Under the ordinance, all drivers must belong to one of the nine fleets in the city. “Before, there had been complaints about unclean cabs, drivers fighting over fares, lack of insurance,” said Brad Wasson, the city’s director of revenue. The fleet system aims to streamline what had been a scattershot process.
For instance, in the past, a driver could turn down a customer who, say, wanted to travel only a short distance. If the customer called the number on the taxi to complain, the person could end up talking to anybody—the driver, the owner, the dispatcher, or all three at once, if the taxi driver was a solo operator.
The new system aims to provide a reliable way to address such complaints, in addition to standardizing fares, improving cab quality and ensuring access for the disabled.
While large companies such as Yellow Cab already had at least 25 vehicles, independent operators say the city has not provided any real guidelines about how to run the smaller fleets.
Owner Dave, for example, says the requirement that drivers register permits through an arbitrarily chosen fleet manager is problematic. “It makes it a dictatorship, not a democracy,” he argued, noting that only the manager has the power to decide whether to renew a permit or not.
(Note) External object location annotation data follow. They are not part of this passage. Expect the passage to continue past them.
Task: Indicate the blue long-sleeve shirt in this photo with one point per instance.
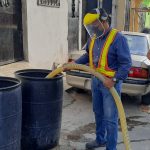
(119, 58)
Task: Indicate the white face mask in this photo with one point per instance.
(96, 29)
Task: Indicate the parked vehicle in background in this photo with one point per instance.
(137, 83)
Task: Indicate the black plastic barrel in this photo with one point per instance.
(10, 113)
(42, 109)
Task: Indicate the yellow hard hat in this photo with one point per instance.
(95, 14)
(90, 18)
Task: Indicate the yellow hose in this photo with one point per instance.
(112, 90)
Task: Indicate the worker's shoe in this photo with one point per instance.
(94, 144)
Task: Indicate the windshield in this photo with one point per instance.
(138, 45)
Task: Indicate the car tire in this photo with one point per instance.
(146, 99)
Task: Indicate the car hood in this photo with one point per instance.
(140, 61)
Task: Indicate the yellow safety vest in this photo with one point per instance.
(103, 62)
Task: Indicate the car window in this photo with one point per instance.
(138, 45)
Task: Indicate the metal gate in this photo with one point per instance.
(11, 46)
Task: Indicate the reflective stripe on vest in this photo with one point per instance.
(103, 62)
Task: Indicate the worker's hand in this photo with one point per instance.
(108, 82)
(148, 55)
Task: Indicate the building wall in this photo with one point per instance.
(121, 6)
(47, 30)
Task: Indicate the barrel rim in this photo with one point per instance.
(10, 79)
(18, 74)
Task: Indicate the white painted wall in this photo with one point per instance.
(47, 31)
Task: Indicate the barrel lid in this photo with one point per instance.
(36, 74)
(8, 83)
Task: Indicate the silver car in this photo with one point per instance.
(137, 83)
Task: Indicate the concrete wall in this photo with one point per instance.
(121, 6)
(47, 31)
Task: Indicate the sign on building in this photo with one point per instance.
(49, 3)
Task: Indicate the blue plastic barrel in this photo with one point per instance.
(42, 109)
(10, 113)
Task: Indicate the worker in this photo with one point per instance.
(107, 52)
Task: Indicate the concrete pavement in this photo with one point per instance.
(78, 125)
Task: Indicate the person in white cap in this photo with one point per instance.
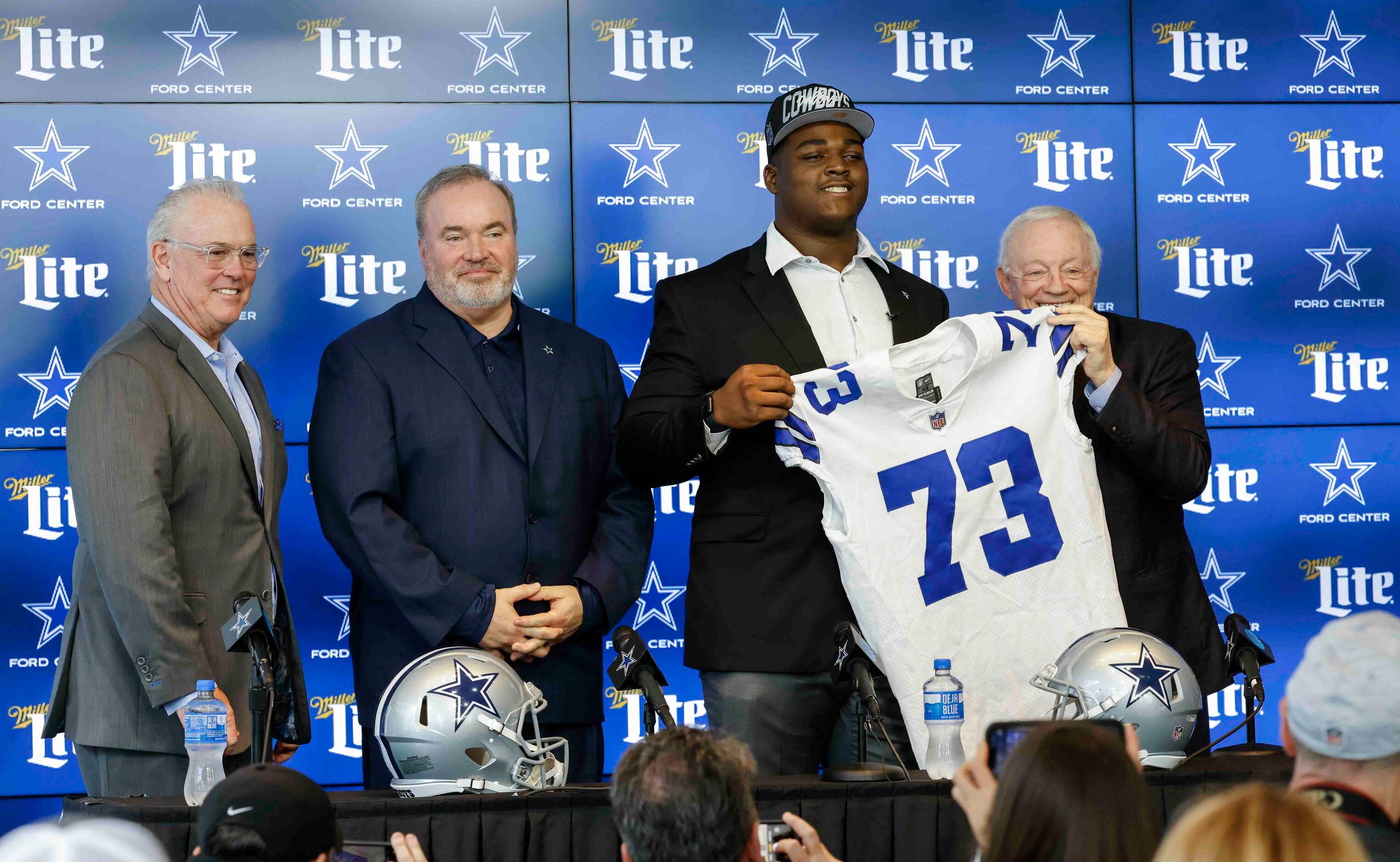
(1342, 725)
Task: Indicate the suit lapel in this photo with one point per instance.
(542, 363)
(198, 369)
(444, 341)
(780, 310)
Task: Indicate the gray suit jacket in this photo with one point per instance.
(170, 531)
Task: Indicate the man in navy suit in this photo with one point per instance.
(464, 466)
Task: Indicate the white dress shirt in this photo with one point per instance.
(846, 310)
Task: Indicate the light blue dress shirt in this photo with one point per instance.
(224, 362)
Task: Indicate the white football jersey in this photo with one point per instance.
(963, 507)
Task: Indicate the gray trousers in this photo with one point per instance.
(795, 722)
(125, 773)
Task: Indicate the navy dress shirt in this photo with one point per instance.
(504, 367)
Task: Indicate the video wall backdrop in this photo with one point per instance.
(1231, 157)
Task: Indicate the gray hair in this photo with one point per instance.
(683, 795)
(171, 207)
(1035, 214)
(458, 175)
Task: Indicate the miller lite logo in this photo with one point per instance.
(1332, 162)
(638, 51)
(1199, 270)
(1195, 54)
(1060, 163)
(47, 50)
(345, 51)
(506, 160)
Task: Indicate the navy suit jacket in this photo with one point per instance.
(427, 497)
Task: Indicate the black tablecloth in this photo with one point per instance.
(913, 821)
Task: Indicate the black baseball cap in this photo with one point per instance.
(290, 812)
(814, 104)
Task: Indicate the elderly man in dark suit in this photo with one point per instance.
(177, 468)
(1139, 399)
(463, 459)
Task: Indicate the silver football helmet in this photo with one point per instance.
(461, 720)
(1133, 678)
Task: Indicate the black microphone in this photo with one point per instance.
(1247, 653)
(855, 661)
(636, 669)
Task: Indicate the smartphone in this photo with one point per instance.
(772, 832)
(364, 851)
(1006, 735)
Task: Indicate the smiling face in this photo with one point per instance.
(468, 247)
(209, 300)
(819, 178)
(1049, 262)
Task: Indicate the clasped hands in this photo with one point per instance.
(528, 638)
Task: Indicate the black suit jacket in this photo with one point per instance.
(1153, 455)
(427, 497)
(765, 593)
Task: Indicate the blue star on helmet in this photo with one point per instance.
(1221, 364)
(639, 167)
(51, 159)
(659, 609)
(1211, 164)
(790, 55)
(201, 44)
(1353, 469)
(45, 610)
(468, 692)
(933, 168)
(1062, 47)
(1339, 261)
(1148, 678)
(1333, 47)
(55, 384)
(504, 42)
(1217, 584)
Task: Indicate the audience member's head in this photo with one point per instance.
(685, 797)
(95, 840)
(268, 813)
(1259, 823)
(1342, 724)
(1070, 791)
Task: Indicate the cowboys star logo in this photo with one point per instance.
(639, 167)
(1210, 166)
(363, 153)
(934, 167)
(201, 44)
(1062, 48)
(779, 55)
(468, 692)
(51, 159)
(500, 54)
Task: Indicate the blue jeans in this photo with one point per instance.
(797, 722)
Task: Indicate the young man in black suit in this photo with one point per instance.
(1139, 399)
(765, 593)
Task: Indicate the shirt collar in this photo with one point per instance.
(780, 252)
(226, 347)
(507, 341)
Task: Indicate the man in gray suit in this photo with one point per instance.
(177, 468)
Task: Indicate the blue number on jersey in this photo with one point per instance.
(834, 395)
(934, 472)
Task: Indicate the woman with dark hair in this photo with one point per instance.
(1070, 791)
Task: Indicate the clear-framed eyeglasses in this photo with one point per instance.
(1039, 275)
(219, 257)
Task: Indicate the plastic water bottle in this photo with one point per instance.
(205, 741)
(943, 717)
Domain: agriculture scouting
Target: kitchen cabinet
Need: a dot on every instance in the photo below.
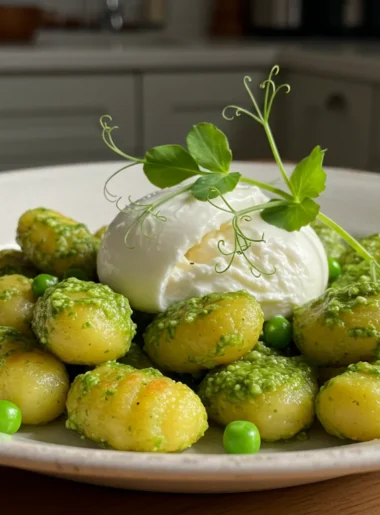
(55, 119)
(174, 102)
(332, 113)
(375, 133)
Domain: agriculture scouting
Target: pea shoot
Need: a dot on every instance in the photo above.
(278, 332)
(208, 161)
(42, 282)
(335, 270)
(10, 417)
(241, 437)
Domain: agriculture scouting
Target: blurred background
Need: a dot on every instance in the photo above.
(159, 66)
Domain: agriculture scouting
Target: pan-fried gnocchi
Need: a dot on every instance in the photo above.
(55, 243)
(341, 327)
(13, 261)
(83, 323)
(274, 392)
(16, 302)
(34, 380)
(204, 332)
(348, 405)
(127, 409)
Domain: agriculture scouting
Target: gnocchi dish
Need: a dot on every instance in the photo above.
(204, 303)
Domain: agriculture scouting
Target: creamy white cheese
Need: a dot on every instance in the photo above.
(178, 259)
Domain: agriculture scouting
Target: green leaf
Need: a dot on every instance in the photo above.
(308, 178)
(212, 185)
(169, 165)
(292, 216)
(209, 147)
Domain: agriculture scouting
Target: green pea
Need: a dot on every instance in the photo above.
(241, 437)
(42, 282)
(78, 273)
(10, 418)
(278, 332)
(335, 270)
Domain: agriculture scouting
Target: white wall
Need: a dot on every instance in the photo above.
(187, 19)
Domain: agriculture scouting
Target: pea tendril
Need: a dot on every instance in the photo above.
(208, 158)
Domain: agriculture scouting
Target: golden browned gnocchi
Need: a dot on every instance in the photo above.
(13, 261)
(55, 243)
(16, 302)
(274, 392)
(83, 323)
(34, 380)
(204, 332)
(348, 405)
(136, 358)
(341, 327)
(135, 410)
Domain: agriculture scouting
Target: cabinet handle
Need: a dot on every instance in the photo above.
(336, 102)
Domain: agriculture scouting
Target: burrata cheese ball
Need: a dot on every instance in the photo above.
(16, 302)
(180, 258)
(54, 243)
(34, 380)
(204, 332)
(83, 323)
(348, 405)
(126, 409)
(341, 327)
(274, 392)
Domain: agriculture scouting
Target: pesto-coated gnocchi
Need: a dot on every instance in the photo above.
(83, 323)
(348, 405)
(341, 327)
(136, 358)
(13, 261)
(204, 332)
(34, 380)
(135, 410)
(327, 373)
(274, 392)
(55, 243)
(16, 302)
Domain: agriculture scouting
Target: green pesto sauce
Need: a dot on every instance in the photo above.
(188, 312)
(364, 368)
(136, 358)
(66, 297)
(14, 262)
(333, 244)
(247, 379)
(71, 240)
(9, 335)
(8, 293)
(338, 301)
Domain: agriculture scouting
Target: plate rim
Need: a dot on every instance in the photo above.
(343, 460)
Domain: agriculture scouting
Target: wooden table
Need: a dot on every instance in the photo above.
(35, 494)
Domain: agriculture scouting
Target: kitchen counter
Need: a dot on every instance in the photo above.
(118, 53)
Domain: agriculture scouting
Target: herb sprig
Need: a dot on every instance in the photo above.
(208, 160)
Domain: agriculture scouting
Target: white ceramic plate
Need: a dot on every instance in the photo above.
(351, 199)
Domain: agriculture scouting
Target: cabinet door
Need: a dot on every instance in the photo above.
(55, 120)
(331, 113)
(173, 103)
(375, 135)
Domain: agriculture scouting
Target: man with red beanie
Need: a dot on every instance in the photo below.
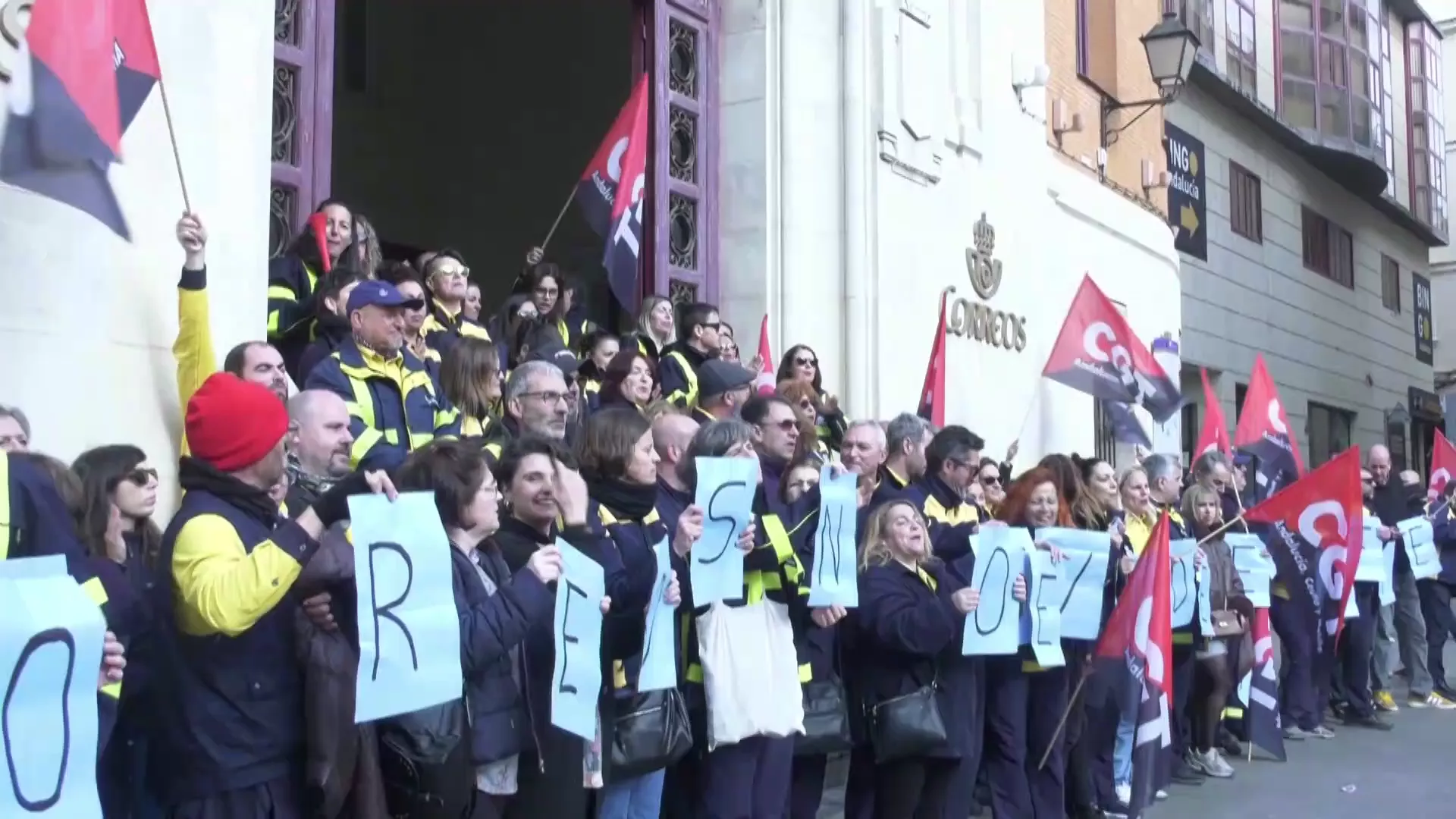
(229, 726)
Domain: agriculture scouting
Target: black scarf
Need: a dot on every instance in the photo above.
(625, 499)
(253, 502)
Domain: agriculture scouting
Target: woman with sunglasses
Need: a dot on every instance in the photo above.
(801, 363)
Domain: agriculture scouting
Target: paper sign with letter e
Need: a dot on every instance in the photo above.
(577, 675)
(658, 657)
(50, 656)
(1372, 553)
(410, 630)
(1084, 576)
(1420, 547)
(1184, 586)
(726, 488)
(836, 577)
(1044, 608)
(995, 626)
(1254, 564)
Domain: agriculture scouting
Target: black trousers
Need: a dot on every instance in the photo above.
(1440, 626)
(913, 789)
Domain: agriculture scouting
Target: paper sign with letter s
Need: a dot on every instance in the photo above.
(410, 630)
(836, 576)
(577, 673)
(1420, 547)
(995, 626)
(726, 487)
(658, 654)
(50, 656)
(1084, 577)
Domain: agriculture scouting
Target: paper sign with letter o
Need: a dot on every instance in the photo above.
(577, 673)
(726, 487)
(995, 626)
(50, 654)
(410, 630)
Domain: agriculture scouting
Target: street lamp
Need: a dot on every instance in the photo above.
(1171, 53)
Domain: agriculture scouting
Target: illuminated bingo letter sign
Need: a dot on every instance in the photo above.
(979, 319)
(1187, 209)
(50, 656)
(410, 630)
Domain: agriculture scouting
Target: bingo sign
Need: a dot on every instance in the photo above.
(1187, 209)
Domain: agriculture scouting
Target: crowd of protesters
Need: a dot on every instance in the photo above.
(235, 635)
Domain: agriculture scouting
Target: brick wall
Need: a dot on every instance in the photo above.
(1144, 139)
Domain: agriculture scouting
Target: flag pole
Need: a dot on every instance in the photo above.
(172, 134)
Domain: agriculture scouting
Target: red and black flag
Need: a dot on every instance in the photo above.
(1097, 353)
(612, 193)
(1263, 431)
(136, 57)
(1136, 653)
(932, 394)
(1312, 525)
(1261, 717)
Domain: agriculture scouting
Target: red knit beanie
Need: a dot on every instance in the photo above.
(232, 423)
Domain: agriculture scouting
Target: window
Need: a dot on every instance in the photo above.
(1426, 124)
(1329, 431)
(1197, 15)
(1329, 69)
(1097, 46)
(1329, 249)
(1245, 203)
(1389, 283)
(1241, 57)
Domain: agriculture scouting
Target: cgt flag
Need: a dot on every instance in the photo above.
(1136, 653)
(1215, 435)
(932, 394)
(1097, 353)
(610, 194)
(1261, 716)
(1312, 523)
(1264, 433)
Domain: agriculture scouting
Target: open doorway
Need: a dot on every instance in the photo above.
(468, 124)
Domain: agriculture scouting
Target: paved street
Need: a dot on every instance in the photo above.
(1400, 774)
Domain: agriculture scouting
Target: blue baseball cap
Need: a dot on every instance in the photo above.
(381, 295)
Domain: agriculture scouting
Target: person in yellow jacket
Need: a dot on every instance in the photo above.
(193, 349)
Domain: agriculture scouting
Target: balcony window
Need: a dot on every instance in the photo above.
(1241, 66)
(1426, 124)
(1329, 69)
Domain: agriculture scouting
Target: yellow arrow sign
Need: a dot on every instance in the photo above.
(1188, 219)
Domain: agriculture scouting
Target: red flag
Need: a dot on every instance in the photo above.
(319, 226)
(1215, 435)
(1097, 353)
(1138, 651)
(64, 126)
(1315, 521)
(610, 194)
(932, 395)
(1443, 465)
(764, 378)
(136, 57)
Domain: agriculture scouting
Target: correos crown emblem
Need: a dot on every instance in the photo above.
(982, 265)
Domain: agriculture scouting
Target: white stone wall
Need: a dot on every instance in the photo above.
(849, 251)
(1321, 341)
(89, 319)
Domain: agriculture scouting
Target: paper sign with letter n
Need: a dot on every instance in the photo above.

Wasson said he wasn’t sure how fleet managers were appointed, but said some associations might have voting among their members.
Independent fleet operators also allege that there’s a lack of communication between the city and individual drivers. Under the new ordinance, the fleet manager is supposed to serve as a liaison to the city. However, that communication has reportedly been uneven.
“There has been a communication breakdown, partly because some do not have good English-language skills,” said taxi owner Maheshinder Singh. He suggested that the city implement tests in basic English skills before fleet managers are appointed.
Wasson said the concern about English-language skills was valid, for both those in the fleets and for customers. “It’s something worth looking into, and we will investigate,” Wasson said.
Other issues independent taxi operators would like to see discussed are the long list of fees drivers have to pay both the city and also Sacramento County, more flexibility about passenger pickup at Sacramento International Airport (currently, the airport has contracted he Sacramento Independent Taxi Owners Association as its sole cab service for arriving passengers), the possibility of a fleet representative rather than a manager, and clarity about signs on cabs.
At the moment, taxis have signs for both the operator and the fleet. Drivers say this can cost them business if a customer calls the association rather than the driver.
Also on the table is the number of taxi permits issued. There are currently about 450 taxi cabs in Sacramento competing for space at anywhere from 20 to 50 taxi stands (estimates vary about the number of stands). The stands have strict wait limits of 90 minutes.
Wasson concedes the new ordinance still needs be ironed out. “There is room for improvement,” he said. “Things have not been perfect, and we are going to have new discussions to allow people to weigh in.”